Dans cette situation, le visitorat peut se demander où se trouve la différence entre la dénonciation et la simple représentation, si ce n’est l’explicitation d’un contexte. Il pourrait être reproché à l’artiste de vouloir faire passer un message sans mettre en place les canaux entre l'émetteur et le récepteur. Comment reprocher au visiteur de ne pas deviner le contexte, de ne pas le comprendre, si les outils nécessaires ne sont pas fournis ? Et ce d’autant plus sans avoir une base de connaissance artistique particulière ?

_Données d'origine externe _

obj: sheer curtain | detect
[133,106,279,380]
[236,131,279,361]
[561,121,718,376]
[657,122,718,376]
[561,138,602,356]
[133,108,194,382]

“Une exposition est une œuvre en soi et je l’envisage comme une performance”
- Miriam Cahn
Le panneau d’avertissement, même s’il a le mérite d’exister, ne donne pas d’information sur le contenu de ce que l’on s’apprête à voir, et il est donc difficile de déterminer si l’on peut s’aventurer dans l’espace ou s’il vaut mieux s’en tenir éloigné. Miriam Cahn évoque “Je m’intéresse aux échanges entre l’image et le spectateur”, mais pour quelles limites ? Une médiatrice évoque le fait que des parents viennent voir l’exposition accompagnés de leurs enfants. Quand elle leur dit que ce n’est peut-être pas une bonne idée, ceux-ci rétorquent parfois que ce n’est pas grave, “qu’ils sont trop jeunes pour comprendre, de toute façon”. L’exposition présentait peut-être des lacunes en termes de mise en garde.
… ou choquer pour dénoncer ?
L’échange de vive-voix avec un.e médiateur.trice semble nécessaire pour une compréhension plus poussée et plus juste du travail de Miriam Cahn. Au travers des médias, nous baignons régulièrement dans la violence, dans des images de violence, sans jamais vraiment regarder, sans jamais vraiment en parler. La volonté de Miriam Cahn est de faire une pause sur ces images, et de ne plus taire le sujet. Dans cet espace, on a l’obligation de regarder cette souffrance, cette violence qui est un sujet politique dont il faut parler.
“Le vagin est l’organe qui tout à la fois engendre l’humanité et figure aussi le terrain de bataille, où l’humanité se perd dans la bestialité et l’obscurantisme”
- Miriam Cahn
L’artiste a observé que lorsqu'un cartel est présent, les visiteurs “se jettent” dessus, ils se raccrochent à la lecture, se coupant de l’émotion qu’ils peuvent ressentir face à l'œuvre. Et en parcourant l’exposition, on constate bien qu’il est difficile de penser que Miriam Cahn promeut cette violence qu’elle s’échine plutôt à dénoncer. Les dispositifs de prévention ont été renforcés depuis le dépôt des plaintes. Un ou une médiatrice est constamment posté.e dans la salle centrale, des panneaux d’avertissement sont installés, et un cartel, comme nous le disions plus haut, a été associé au tableau “problématique”.
Cartel apposé à côté de l'œuvre Fuck abstraction!, cible de la plainte de 6 associations de protection de l’enfance
Chaque œuvre a une signification propre qu’il n’est possible de saisir ou de cerner qu’au travers de l’échange avec la médiation, ou bien en ayant une connaissance préalable du travail de l’artiste, ce qui n’est sans doute pas le cas de la majorité des visiteurs. Persiste la question de ceux qui n’osent pas aller parler à un médiateur, qui reste à disposition mais ne va pas forcément à la rencontre des visiteurs. La salle est grande, silencieuse, elle résonne. On peut imaginer qu’il n’est pas toujours aisé de briser le silence pour aborder le sujet de ces images violentes qui nous touchent avec un.e parfait.e inconnu.e, surtout si l’on n’a pas l’habitude des expositions d’art contemporain. Et si la médiatrice est déjà occupée ? Et si elle a dû s’absenter ? Il faut donc que plusieurs paramètres soient réunis pour aborder le contenu du tableau avec le contexte et le recul nécessaire.